Interview
Between Oxford and Empordà
Your surname doesn’t seem very British.
In fact it is German, it’s the name of a tiny village in the middle of the Germany. It’s the name my father’s ancestors chose but they didn’t come from there. My grandfather was born in Paris and his parents decided to move to Britain in 1886. He went to Oxford to study Oriental languages and then he became a successful antiquarian and bookseller. He worked for Maggs Brothers until the Second World War, running their Paris shop with my father, but they managed to escape before the Germans marched in. My mother was sent to England to have me in 1940 and then my father followed her. I was born in Hampton in Middlesex.
Your passion for languages runs in the family.
Yes, my father was a good linguist, my son and grandson too. I went to Oxford to study French and Spanish but I got in on French and German, because they were the only modern languages taught at my school. I knew I didn’t want to carry on with German. And because of my grandfather’s connections with Spain and Portugal, I thought maybe Spanish, but I didn’t know any Spanish. But I asked at the interview in Oxford, that if I manage to learn enough Spanish in the summer, would it be possible to take up Spanish when I arrived in October? Oxford is a very old-fashioned sort of place; I was pretty sure they would say no, but they said okay. I went to Madrid for a few months and stayed with an old antiquarian bookseller friend of my grandfather, and began in Oxford speaking Spanish better than my colleagues who had studied Spanish at school, but I never read a book in Spanish.
That was a challenge!
The challenge of not having read a book in Spanish and then having Spanish literature thrown at you from day one. In those days if you did two languages you had to concentrate on mediaeval and golden age Spanish literature I had no idea about; that was a dual challenge.
Then you became a specialist in Quevedo.
Yes, when it came to choosing a topic for a thesis, I preferred literature under the 2nd Republic or during the Civil War, but my Oxford professor suggested it was easier to get a job at the university if I took a well-known classic author, so the subject of my thesis was Neostoicism in the work of Francisco Quevedo.
In 2003 you received the Sant Jordi cross for promoting Catalan language and culture in the UK.
That all began in Oxford where I was introduced to a lady called Mercedes, in 1959. In 1962 we were married. While in Oxford I learnt Catalan by the bicycle method, which is cycling through Oxford while practising irregular verbs.
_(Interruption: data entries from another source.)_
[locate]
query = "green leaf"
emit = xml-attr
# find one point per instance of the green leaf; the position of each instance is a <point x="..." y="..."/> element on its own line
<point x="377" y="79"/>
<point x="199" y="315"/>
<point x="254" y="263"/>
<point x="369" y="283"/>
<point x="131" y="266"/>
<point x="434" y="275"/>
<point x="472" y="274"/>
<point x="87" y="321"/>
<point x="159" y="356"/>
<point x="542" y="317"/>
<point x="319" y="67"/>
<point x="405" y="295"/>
Now you live permanently in La Pera, in Baix Empordà.
We started coming to Catalonia every summer where Mercè’s family live, and in 1967 we spent a few weeks in La Bisbal with her uncle and I fell in love with Baix Empordà. We started looking for a house for the summers but with no luck because in those days there were hardly any estate agents or houses for sale inland, just on the coast. Having failed the first year, the next year we went to the only estate agent in La Bisbal and he said he could show us three houses, but after seeing the first one in La Pera, we didn’t want to see the others. It was Cal Fuster, a tumbled down house. We paid the equivalent of 700 euros, which was a lot back then. We started spending the summers there while I taught in the UK. We moved to Southampton in 1965 and I became professor of Spanish in 1983.
You also taught Catalan.
Exactly, Mercè and I started teaching Catalan in 1976. I spoke it quite well but had never studied it and so at the start I stayed a lesson or two ahead or my pupils. We had a course in Catalan and one on contemporary Catalan literature.
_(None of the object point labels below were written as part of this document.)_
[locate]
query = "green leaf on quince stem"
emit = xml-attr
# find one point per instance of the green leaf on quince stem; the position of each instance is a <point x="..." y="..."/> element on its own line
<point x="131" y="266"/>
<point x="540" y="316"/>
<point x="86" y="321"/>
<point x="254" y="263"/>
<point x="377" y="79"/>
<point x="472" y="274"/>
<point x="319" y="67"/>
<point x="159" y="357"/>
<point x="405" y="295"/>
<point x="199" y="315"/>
And you wrote books, including La Vall de la Pera.
It’s part of a series by the Diputació de Girona on the towns in the province and nobody had done one on La Pera. Being retired, I could spend lots of time in the archive and I talked to many people in the municipality. It was a collective effort.
Tell me about your other book, How the Press Began.
I came across some 17th century Spanish autobiographies. Then looked at what was going on in Europe at the time and ended up writing this book which is also available free online. The earliest printed news pamphlets date to 1470, just 20 years after Gutenberg starts printing. It’s something that takes off with printing and turns handwritten letters into a mass industry with a mass readership.
How do you see the Catalan independence process?
Things are coming to a head in a way few people would have imagined. Unfortunately, I can’t vote because you need Spanish nationality to vote for Catalan independence, but I hope that sooner rather than later, Catalans will be able to achieve what most of them want.